Defend and Betray - Anne Perry [177]
“Yes it would.” Hester put out her hand and touched Damaris’s arm. “I’m sorry—but I had no choice either.”
“I know.” Damaris smiled with something of the old charm, although the effort it cost her was apparent. “Only if I do this, you’d better save Alex. I don’t want to say all this for nothing.”
“Everything I can. I’ll leave nothing untried—I promise.”
12
Alexandra sat on the wooden bench in the small cell, her face white and almost expressionless. She was exhausted, and the marks of sleeplessness were plain around her eyes. She was far thinner than when Rathbone had first seen her and her hair had lost its sheen.
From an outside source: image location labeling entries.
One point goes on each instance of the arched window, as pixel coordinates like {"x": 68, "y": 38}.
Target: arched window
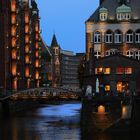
{"x": 109, "y": 36}
{"x": 130, "y": 54}
{"x": 129, "y": 36}
{"x": 97, "y": 37}
{"x": 137, "y": 36}
{"x": 118, "y": 36}
{"x": 137, "y": 55}
{"x": 97, "y": 54}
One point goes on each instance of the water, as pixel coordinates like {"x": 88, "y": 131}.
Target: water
{"x": 48, "y": 122}
{"x": 59, "y": 122}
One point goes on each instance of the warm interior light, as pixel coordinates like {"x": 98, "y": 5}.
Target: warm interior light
{"x": 13, "y": 5}
{"x": 101, "y": 109}
{"x": 13, "y": 18}
{"x": 27, "y": 71}
{"x": 14, "y": 69}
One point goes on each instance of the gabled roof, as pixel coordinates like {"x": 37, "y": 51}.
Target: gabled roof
{"x": 112, "y": 5}
{"x": 54, "y": 41}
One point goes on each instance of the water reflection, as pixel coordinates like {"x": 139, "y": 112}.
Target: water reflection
{"x": 61, "y": 122}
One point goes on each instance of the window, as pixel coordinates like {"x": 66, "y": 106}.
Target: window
{"x": 99, "y": 70}
{"x": 123, "y": 16}
{"x": 118, "y": 36}
{"x": 129, "y": 37}
{"x": 128, "y": 70}
{"x": 102, "y": 70}
{"x": 120, "y": 70}
{"x": 103, "y": 16}
{"x": 97, "y": 54}
{"x": 107, "y": 87}
{"x": 106, "y": 70}
{"x": 97, "y": 37}
{"x": 130, "y": 54}
{"x": 137, "y": 55}
{"x": 108, "y": 37}
{"x": 137, "y": 36}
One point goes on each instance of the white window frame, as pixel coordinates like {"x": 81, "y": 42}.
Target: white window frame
{"x": 110, "y": 38}
{"x": 128, "y": 38}
{"x": 97, "y": 37}
{"x": 137, "y": 54}
{"x": 103, "y": 16}
{"x": 118, "y": 38}
{"x": 97, "y": 54}
{"x": 129, "y": 54}
{"x": 137, "y": 35}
“I can’t go on,” she said wearily. “There isn’t any point. It will only damage Cassian—terribly.” She took a deep breath. He could see the rise of her breast under the thin gray muslin of her blouse. “They won’t believe me. Why should they? There’s no proof, there never could be. How could you prove such a thing? People don’t do it where they can be seen.”
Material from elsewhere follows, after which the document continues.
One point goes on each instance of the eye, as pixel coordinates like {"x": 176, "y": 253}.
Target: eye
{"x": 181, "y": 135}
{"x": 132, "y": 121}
“You know,” Rathbone said quietly, sitting opposite her and looking at her so intensely that in time she would have to raise her head and meet his eyes.
She smiled bitterly. “And who’s going to believe me?”
“That wasn’t my point,” he said patiently. “If you could know, then it is possible others could also. Thaddeus himself was abused as a child.”
She jerked her head up, her eyes full of pity and surprise.
“You didn’t know?” He looked at her gently. “I thought not.”
“I’m sorry,” she whispered. “But if he was, how could he, of all people, abuse his own son?” Her incomprehension was full of confusion and pain. “Surely if—why? I don’t understand.”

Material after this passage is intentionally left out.